The Saint was exposed to this psychosis on two planes — not merely the physical, but also the intellectual, which in several ways was harder to cope with, requiring more patience than muscular prowess. But he had learned to roll with the abstract punches as well as the other kind.

“Here’s the situation,” said Dr Javers. “The subject is a man thirty-eight years old, married, two children, more than averagely successful in business. Never had a serious illness in his life, but is somewhat overweight. His business calls for a lot of expense-account wining and dining. His only trouble is that the wining is often too much for him. He isn’t an alcoholic, and he holds it like a gentleman, but he goes to bed drunk two or three nights a week, regularly. I mean, when he lies down, it’s a fine question whether he falls asleep or passes out.”

“So?”

“One night, after taking a foreign buyer out to dinner and a couple of night clubs, he comes home and goes to bed in his dressing-room, as he always does when he’s out late. His wife is an understanding soul, and she doesn’t wait up for him. The next day, he has the usual hangover, only it’s much worse than usual.”

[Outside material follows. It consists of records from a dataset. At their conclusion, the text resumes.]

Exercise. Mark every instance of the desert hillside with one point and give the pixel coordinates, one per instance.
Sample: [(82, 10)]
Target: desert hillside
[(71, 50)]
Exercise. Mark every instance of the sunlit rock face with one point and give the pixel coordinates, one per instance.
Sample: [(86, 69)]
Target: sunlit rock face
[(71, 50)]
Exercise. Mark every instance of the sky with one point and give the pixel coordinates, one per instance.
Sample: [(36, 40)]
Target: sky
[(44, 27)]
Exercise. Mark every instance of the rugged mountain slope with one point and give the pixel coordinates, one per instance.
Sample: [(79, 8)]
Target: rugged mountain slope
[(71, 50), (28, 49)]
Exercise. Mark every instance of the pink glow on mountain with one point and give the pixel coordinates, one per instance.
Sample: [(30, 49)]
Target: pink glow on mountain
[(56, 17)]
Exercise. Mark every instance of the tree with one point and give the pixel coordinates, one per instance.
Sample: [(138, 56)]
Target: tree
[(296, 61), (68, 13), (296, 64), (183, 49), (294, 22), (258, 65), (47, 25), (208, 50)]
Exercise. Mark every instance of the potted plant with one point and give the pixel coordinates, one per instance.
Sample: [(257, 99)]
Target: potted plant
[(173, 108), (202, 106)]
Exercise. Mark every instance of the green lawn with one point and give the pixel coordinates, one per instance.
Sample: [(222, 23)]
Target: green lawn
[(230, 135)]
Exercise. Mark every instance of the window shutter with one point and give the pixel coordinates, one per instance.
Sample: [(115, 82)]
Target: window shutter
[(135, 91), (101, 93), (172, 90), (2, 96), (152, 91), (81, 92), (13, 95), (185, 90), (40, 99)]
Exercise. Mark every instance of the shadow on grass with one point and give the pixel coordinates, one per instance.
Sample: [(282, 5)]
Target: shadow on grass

“Must have been an extra big night.”

“He has the splitting headache and the nausea, of course, but much worse than he can ever remember having them. And a bad cough, though he can’t remember whether he smoked a lot more than his normal quota of cigarettes. Naturally, he has no appetite for breakfast. But he doesn’t improve during the day. He feels worse all the time, he can’t eat, and his eyeballs turn yellow. The following day, his wife thinks he must have an attack of jaundice, and calls me in. By that time he has stopped passing urine. I do what I can, but in two days he is dead.”